Our parliaments, both state and federal, have spent two yrs doing this to us. It has brought out the worst in all of us.

Now, this is all a good, political game. But I was raised in poverty and will never be able to wash that stench off. I am still proud of my class.

Now, this is why I'm sad for my community. We had a chance to stop all this: we could have raised social security to above the poverty line and invested in public housing. Parliament could have had a bipartisan plan to end poverty. Instead, we got a cashless welfare card.

The poor have always had each others' backs. But the rest of society have used us for talking points: that we are scared, undereducated and fear a society that seems to not care about us. 

I fear that my community is about to rip itself apart, because the privileged has abandoned us.

We down here at the bottom are about to tear ourselves apart because both sides of politics have used us in their ideological games.

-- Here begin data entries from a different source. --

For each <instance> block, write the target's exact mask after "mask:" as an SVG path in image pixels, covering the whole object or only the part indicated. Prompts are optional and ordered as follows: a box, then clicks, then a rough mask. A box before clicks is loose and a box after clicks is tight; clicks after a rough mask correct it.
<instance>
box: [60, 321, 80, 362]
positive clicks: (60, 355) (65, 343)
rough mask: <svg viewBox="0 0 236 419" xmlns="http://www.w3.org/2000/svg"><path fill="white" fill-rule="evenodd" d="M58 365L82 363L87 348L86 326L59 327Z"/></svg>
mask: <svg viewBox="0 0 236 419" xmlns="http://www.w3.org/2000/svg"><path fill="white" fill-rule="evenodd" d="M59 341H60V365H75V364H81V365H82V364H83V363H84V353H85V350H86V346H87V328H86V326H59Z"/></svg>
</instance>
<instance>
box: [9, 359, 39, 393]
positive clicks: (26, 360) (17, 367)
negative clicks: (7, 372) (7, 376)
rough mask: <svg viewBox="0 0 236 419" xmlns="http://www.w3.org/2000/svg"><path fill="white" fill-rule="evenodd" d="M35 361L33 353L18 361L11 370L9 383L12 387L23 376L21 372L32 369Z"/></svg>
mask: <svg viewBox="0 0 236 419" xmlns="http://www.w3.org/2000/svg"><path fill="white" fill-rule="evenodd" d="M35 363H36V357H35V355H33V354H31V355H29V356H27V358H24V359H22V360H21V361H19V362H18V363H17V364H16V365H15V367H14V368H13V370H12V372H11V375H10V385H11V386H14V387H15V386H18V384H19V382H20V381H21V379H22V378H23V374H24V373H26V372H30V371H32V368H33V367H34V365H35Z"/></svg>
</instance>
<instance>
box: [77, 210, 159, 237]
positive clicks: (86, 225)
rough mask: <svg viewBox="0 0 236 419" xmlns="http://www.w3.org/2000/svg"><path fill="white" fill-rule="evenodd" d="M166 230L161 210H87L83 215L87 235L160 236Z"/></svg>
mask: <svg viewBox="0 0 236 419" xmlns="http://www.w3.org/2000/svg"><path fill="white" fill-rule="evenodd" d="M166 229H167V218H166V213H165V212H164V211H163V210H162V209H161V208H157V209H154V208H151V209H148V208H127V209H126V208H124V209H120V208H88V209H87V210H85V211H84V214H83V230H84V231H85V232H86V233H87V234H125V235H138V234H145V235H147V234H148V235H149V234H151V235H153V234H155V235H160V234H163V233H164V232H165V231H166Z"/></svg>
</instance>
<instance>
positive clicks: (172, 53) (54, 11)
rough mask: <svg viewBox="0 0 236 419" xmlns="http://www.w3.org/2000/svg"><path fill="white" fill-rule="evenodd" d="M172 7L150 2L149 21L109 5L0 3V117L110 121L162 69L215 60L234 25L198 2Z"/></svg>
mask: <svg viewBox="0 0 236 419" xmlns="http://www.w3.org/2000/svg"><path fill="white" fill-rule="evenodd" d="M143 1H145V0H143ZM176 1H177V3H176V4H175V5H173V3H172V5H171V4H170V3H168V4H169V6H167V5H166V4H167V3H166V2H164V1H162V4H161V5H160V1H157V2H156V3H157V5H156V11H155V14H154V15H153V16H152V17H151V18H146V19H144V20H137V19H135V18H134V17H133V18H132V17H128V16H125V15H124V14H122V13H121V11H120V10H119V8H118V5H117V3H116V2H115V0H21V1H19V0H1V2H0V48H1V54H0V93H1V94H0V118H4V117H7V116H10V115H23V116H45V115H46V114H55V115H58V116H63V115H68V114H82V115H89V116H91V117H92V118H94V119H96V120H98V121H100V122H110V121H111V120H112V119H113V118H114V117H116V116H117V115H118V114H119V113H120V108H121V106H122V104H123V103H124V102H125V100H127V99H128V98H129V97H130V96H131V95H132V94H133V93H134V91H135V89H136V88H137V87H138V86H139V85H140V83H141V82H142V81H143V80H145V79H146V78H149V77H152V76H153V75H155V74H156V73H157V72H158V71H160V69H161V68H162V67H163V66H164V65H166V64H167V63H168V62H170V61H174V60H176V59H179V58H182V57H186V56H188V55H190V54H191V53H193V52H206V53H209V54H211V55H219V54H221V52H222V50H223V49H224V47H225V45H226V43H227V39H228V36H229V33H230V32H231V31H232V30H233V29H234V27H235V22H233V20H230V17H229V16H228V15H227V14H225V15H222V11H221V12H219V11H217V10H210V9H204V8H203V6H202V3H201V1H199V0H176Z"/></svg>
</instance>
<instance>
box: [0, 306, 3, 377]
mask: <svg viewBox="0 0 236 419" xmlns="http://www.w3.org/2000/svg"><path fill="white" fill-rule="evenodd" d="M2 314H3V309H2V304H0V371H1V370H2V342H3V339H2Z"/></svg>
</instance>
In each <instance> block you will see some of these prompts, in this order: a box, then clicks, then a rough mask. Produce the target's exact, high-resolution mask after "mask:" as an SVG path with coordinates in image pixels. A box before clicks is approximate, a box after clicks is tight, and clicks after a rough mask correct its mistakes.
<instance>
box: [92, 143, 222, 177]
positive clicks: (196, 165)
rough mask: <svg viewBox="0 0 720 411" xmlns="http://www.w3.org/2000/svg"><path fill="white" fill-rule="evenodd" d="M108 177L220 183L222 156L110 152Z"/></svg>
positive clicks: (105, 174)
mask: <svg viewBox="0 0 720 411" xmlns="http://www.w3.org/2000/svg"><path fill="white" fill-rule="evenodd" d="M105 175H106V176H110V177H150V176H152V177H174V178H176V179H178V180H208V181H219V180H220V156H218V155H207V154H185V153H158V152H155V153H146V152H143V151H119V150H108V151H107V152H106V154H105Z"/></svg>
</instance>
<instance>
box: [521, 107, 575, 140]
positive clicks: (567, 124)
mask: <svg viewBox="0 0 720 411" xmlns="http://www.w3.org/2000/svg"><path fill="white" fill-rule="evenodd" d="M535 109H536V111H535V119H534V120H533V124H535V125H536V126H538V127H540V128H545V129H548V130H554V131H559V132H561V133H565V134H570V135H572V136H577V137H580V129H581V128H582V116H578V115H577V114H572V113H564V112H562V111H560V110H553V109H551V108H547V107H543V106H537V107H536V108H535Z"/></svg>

We need to pull back and end poverty now. The Marching in the streets about masks is just a symptom; its what happens when you deprive generations of the poor an education and a path out of poverty.

I sit up here now in my paradise watching from afar the craziness of the last few days. Nobody sees poverty as the root cause of what is happening.

COVID is just the spark leaving me in fear that the poor once again will be both the scapegoat and receive society's anger. I also fear we can't stop all this now.

We have to welcome empathy, invest to end poverty now, not just talk about it for another generation.

Social security is called that because it keeps society secure when it no longer provides a decent safety net accessible for all.

Society becomes unstable where support isn't provided to all and this can manifest itself in events like those in Melbourne. The poor see this as the only choice.

But it isn’t really the poor's choice. It’s all of the rest of you that get to make the choice of where we go now.

Duncan Storrar is an anti-poverty advocate and has started an advocacy service for children in care and their families.